10. Il résulte de tout ce qui précède que, sans qu’il soit besoin de se prononcer sur la fin de non-recevoir opposée en défense par la commune, M. et Mme A B ne sont pas fondés à demander l’annulation de l’arrêté du 28 juin 2022.
Sur les conclusions à fin d’injonction :
11. Le présent jugement qui rejette les conclusions à fin d’annulation de la requête formée par M. et Mme A B n’appelle aucune mesure d’exécution. Par suite, les conclusions accessoires de cette même requête doivent également être rejetées.
Sur les frais liés à l’instance :
12. La commune d’Artigueloutan n’étant pas la partie perdante, les dispositions de l’article L. 761-1 du code de justice administrative font obstacle à ce que soit mis à sa charge le paiement des frais exposés par M. et Mme A B et non compris dans les dépens.
13. Dans les circonstances de l’espèce, il y a lieu de mettre à la charge de M. et Mme A B la somme de 1 200 euros qu’elle demande au titre des frais exposés par la commune d’Artigueloutan et non compris dans les dépens.
D E C I D E :
Article 1er : La requête de M. et Mme A B est rejetée.
Article 2 : M. et Mme A B verseront à la commune d’Artigueloutan la somme de 1 200 (mille deux cents) euros, en application des dispositions de l’article L. 761-1 du code de justice administrative.

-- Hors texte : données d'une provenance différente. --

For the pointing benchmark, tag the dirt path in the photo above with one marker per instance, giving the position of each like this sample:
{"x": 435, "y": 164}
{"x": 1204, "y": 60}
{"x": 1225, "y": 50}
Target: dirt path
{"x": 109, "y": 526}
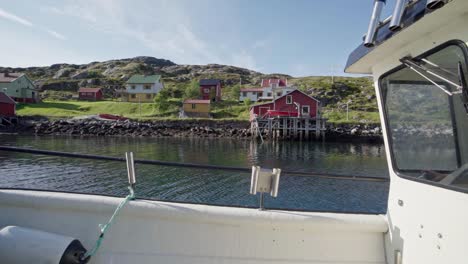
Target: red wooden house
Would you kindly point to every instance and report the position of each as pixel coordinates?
(210, 89)
(274, 82)
(93, 94)
(7, 106)
(293, 104)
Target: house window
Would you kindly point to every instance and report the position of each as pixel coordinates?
(305, 109)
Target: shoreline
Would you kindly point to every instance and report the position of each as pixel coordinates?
(181, 129)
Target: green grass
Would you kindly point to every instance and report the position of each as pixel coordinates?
(79, 108)
(225, 110)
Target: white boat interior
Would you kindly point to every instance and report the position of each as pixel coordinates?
(425, 221)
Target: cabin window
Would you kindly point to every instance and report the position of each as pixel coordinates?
(427, 121)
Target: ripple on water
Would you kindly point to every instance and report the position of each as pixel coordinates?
(21, 170)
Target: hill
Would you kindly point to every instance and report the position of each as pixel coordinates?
(59, 81)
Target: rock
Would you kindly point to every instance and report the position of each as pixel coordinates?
(80, 75)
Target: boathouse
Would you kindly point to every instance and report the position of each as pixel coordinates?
(93, 94)
(197, 108)
(292, 104)
(271, 89)
(210, 89)
(293, 115)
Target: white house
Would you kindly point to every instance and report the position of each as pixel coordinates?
(143, 88)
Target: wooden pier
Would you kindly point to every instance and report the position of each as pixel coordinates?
(278, 128)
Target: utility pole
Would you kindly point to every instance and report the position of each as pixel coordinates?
(139, 104)
(347, 111)
(333, 74)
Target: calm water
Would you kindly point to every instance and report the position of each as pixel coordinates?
(204, 186)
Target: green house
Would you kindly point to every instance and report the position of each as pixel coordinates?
(19, 87)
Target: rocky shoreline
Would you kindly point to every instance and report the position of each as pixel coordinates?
(179, 129)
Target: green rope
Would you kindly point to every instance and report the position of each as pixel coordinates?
(104, 228)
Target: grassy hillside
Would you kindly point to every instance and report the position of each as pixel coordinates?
(75, 108)
(59, 82)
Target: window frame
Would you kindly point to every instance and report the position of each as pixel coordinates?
(302, 109)
(401, 174)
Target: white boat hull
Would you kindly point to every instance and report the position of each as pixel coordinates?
(161, 232)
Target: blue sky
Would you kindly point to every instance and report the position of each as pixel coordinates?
(296, 37)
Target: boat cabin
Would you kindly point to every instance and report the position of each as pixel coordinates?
(7, 106)
(418, 59)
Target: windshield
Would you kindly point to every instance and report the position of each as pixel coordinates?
(428, 126)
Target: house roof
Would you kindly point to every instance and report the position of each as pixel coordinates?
(280, 82)
(209, 82)
(144, 79)
(196, 101)
(252, 90)
(9, 77)
(295, 90)
(89, 90)
(6, 99)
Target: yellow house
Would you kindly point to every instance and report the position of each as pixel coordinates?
(142, 88)
(197, 108)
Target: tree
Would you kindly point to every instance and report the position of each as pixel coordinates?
(162, 100)
(192, 90)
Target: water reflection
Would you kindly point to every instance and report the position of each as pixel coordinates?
(202, 186)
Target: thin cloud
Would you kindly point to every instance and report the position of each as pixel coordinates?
(54, 34)
(13, 18)
(16, 19)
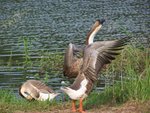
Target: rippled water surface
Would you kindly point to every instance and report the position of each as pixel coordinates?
(49, 26)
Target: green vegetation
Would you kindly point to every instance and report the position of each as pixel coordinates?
(131, 77)
(130, 74)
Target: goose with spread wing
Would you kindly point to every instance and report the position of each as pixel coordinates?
(72, 62)
(36, 90)
(95, 56)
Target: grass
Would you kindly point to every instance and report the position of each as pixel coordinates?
(130, 74)
(131, 77)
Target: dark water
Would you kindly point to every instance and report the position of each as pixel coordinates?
(51, 25)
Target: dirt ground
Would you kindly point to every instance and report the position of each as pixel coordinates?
(129, 107)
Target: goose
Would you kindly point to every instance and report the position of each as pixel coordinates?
(95, 56)
(72, 63)
(36, 90)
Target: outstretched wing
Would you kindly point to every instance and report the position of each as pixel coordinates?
(98, 54)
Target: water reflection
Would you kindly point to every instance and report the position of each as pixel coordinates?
(50, 25)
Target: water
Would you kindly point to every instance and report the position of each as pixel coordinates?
(51, 25)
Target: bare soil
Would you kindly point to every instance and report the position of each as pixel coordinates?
(129, 107)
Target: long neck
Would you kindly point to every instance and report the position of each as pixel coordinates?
(91, 35)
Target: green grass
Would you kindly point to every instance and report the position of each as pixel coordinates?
(131, 77)
(130, 74)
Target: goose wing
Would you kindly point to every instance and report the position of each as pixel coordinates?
(97, 54)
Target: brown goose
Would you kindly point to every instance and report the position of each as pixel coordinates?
(95, 56)
(36, 90)
(72, 63)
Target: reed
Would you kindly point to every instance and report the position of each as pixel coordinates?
(130, 74)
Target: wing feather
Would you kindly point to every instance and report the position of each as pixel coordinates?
(97, 54)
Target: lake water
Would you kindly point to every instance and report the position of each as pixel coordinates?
(50, 26)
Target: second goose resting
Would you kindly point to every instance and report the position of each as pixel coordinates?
(95, 56)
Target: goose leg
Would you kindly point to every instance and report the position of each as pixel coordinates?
(73, 106)
(81, 106)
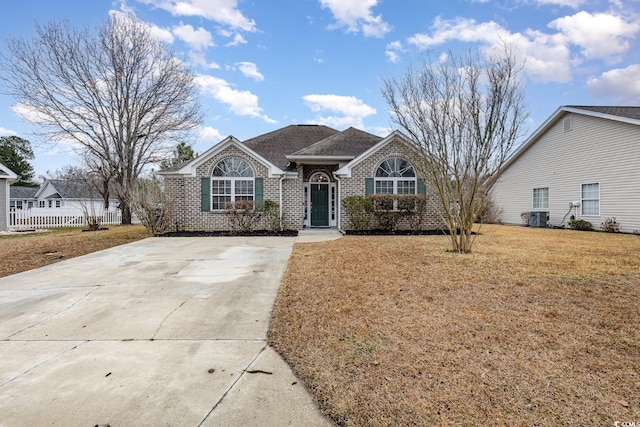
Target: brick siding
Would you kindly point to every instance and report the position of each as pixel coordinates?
(186, 190)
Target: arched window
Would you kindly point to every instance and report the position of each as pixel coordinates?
(232, 180)
(395, 176)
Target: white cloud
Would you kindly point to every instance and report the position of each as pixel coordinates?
(357, 16)
(621, 84)
(393, 51)
(351, 110)
(221, 11)
(249, 69)
(242, 103)
(7, 132)
(197, 39)
(209, 134)
(238, 39)
(548, 55)
(599, 35)
(574, 4)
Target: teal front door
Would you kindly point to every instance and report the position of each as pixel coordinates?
(319, 205)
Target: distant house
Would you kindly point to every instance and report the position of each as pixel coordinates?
(7, 176)
(582, 161)
(307, 169)
(58, 193)
(23, 197)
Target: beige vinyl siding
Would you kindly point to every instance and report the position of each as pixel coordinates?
(4, 205)
(596, 150)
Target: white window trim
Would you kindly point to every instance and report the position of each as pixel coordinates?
(234, 180)
(233, 193)
(533, 201)
(583, 199)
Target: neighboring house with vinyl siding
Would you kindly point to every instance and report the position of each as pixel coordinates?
(7, 176)
(306, 169)
(583, 161)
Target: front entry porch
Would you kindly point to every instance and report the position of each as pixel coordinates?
(320, 201)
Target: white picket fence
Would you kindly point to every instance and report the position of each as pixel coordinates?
(59, 217)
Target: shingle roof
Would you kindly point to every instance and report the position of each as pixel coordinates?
(275, 146)
(350, 142)
(628, 112)
(73, 189)
(22, 193)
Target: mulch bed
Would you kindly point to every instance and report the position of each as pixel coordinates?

Article 3 : Le présent jugement sera notifié à M. C A B et Mme D A B et à la commune d’Artigueloutan.
Délibéré après l’audience du 16 octobre 2024, à laquelle siégeaient :
Mme Madelaigue, présidente,
M. Rousseau, premier conseiller,
Mme Foulon, conseillère.
Rendue publique par mise à disposition au greffe le 30 octobre 2024.
Le rapporteur,
S. ROUSSEAU
La présidente,
F. MADELAIGUE La greffière,
S. SEGUELA
La République mande et ordonne au préfet des Pyrénées-Atlantiques en ce qui le concerne ou à tous commissaires de justice à ce requis en ce qui concerne les voies de droit commun contre les parties privées, de pourvoir à l’exécution de la présente décision.